Will you have a higher probability of making it after one year? Yes."
The bottom line is that you attempted to make it sound like a 70% commission with chargebacks coming from renewals, was a financially better move than 100%+ with chargebacks upfront. You even went as far as to say "crunch the numbers" and "you'll be surprised'
Well I did crunch some numbers and I'm surprised that anyone would take that deal. You also didn't answer my question concerning renewals. I'm guessing that's because they're probably in the 2%-4% range?
So tell us about this great lead program that's worth a 40% pay cut? I don't know about you, but for 40% of my income, I can generate more leads than I could ever possibly work running 24x7. And that doesn't include the referrals I pull.
"Crunch the numbers and you'll be surprised" is to illustrate how much easier it is to survive when you don't have full charge backs. I NEVER said a lower comm. % makes you more $$ as that's mathematically impossible. I understand you NOT understanding this simple math concept since you never saw the 6th grade or beyond.
The standard FE lead touting "$225 Soc. Sec. death benefit" will easily cost $25-$40 each. How? $400 cost to drop 1000 piece mailer yielding a 1%-1.5% return ( if lucky). $400 /10 returns = $40/lead cost. $400/15 returns = $26.67.
Even if you have a discount on your mail drop (say you are dropping 50K pieces) and only pay $350 the lead costs would be $350/10 returns = $35 each. $350/15 returns = $23.33.
Now CRUNCH the above equations with only a .8% return or a .5% return and the lead costs are astronomical! 5-8 returns on a 1000 pc. mailer happens quite a bit. Of course you seem not to know that, yet you boast you would have more leads than you could work 24/7. LOL!

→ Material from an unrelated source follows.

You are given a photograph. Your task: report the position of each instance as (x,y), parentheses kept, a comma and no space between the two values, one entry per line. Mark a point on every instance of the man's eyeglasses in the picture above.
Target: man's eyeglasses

The FE leads we have been working have a much lower response rate as they don't even mention "$225 Soc. Sec. death benefit" nor do they mention "free information". Our piece talks about how expensive funerals are ,etc. and also say "if you would like to get a whole life policy to mail the card back in". Are you even familiar with FE direct mail pieces and the duifferent wording that is used?
Getting back to you quoting my 2 quotes up above in itallics...yes if full charge backs with a higher comm. knock you out of the game after say 6 months, and NOT having full charge backs with a lower comm. keeps you in the game past 6 months..say another 6 months or even much longer..then who made more $$$? Since your comprehension skills are lacking I'll explain it for you...it's the agent WITHOUT the full charge backs at the lower comm.
Of course if the agent has the financial ability to withstand full charge backs and have $1k-$3k tied up ALL THE TIME to keep their pipeline of leads full then your argument would have some merit to it. Of course if you were recruiting you would tie even more $$$ keeping all your sub agents busy with 20+ leads per week.
I think you still need to work a little more on your COMPREHENSION of the English language but your GRAMMAR has showed dramatic improvement. Good job.